当院では検査に内視鏡を使用することによって診断に役立っています。
内視鏡は先端にレンズがあり、外から見えない体の中(胃や腸の中)を観察し、病変を直接見ることが出来ます。たとえば、レントゲンでは写らない胃の中の毛玉を見つけることができ、炎症や出血をしている場所などを正しく診断する事が出来ます。
また、先端に器具をつけることによって、もっと詳しい検査や治療を行う事もできます。
たとえば、組織の一部を摘み取って、それを顕微鏡で詳しく観察することによって、消化管内のできものがただのポリープなのか、癌なのかを診断する事が出来ます。

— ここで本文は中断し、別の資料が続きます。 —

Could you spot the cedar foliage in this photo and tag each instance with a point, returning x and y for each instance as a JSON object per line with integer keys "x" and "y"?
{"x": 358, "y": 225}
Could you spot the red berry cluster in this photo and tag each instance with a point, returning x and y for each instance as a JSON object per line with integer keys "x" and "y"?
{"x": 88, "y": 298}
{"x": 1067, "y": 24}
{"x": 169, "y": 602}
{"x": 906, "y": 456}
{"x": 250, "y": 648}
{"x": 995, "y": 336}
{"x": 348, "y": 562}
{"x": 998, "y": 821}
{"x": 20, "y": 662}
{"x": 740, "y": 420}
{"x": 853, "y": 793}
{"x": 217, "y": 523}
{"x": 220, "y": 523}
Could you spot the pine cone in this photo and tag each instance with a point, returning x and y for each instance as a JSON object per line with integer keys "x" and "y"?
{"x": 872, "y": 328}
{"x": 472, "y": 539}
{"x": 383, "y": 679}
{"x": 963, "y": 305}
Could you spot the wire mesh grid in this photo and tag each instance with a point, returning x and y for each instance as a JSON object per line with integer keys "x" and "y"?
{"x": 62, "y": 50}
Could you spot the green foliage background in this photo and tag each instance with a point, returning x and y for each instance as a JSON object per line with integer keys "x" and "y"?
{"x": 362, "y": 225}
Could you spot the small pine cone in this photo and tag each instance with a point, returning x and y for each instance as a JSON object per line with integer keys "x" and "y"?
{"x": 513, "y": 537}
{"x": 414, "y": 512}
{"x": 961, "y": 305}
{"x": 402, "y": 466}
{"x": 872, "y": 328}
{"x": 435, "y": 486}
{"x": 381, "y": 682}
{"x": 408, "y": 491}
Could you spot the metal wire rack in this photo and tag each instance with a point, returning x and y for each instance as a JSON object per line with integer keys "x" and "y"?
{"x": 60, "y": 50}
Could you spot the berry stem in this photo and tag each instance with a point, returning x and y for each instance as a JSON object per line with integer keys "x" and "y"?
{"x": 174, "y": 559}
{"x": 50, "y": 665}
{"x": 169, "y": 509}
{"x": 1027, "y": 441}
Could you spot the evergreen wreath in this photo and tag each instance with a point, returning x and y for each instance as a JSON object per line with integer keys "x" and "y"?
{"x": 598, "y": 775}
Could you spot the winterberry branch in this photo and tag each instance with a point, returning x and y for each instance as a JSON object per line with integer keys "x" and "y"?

また、良性のポリープだった場合、その場で根元から切除、治療することも出来ます。
病気による犬・猫「三大死因」のひとつであるがんは早く見つかればそれだけ治癒の可能性も生存率も高まります。内視鏡検査は病変の早期発見に有効な検査方法のひとつとして重要な役割を果たしています。

動物は時にびっくりするものを食べてしまう事があります。たとえば、りんごの芯・魚の骨が食道にひっかかったり、針やピアスを飲んでしまった時や焼き鳥を串ごと食べてしまった、おもちゃを丸呑みしてしまった、などというとき、手術でお腹を切らなくても内視鏡の先端に鉗子(はさんで持ち上げる事の出来る器具)を取り付けて引っ張り出すことが出来るのです。
当院では非常に多く使われています。
注:内視鏡は全身麻酔が必要となります。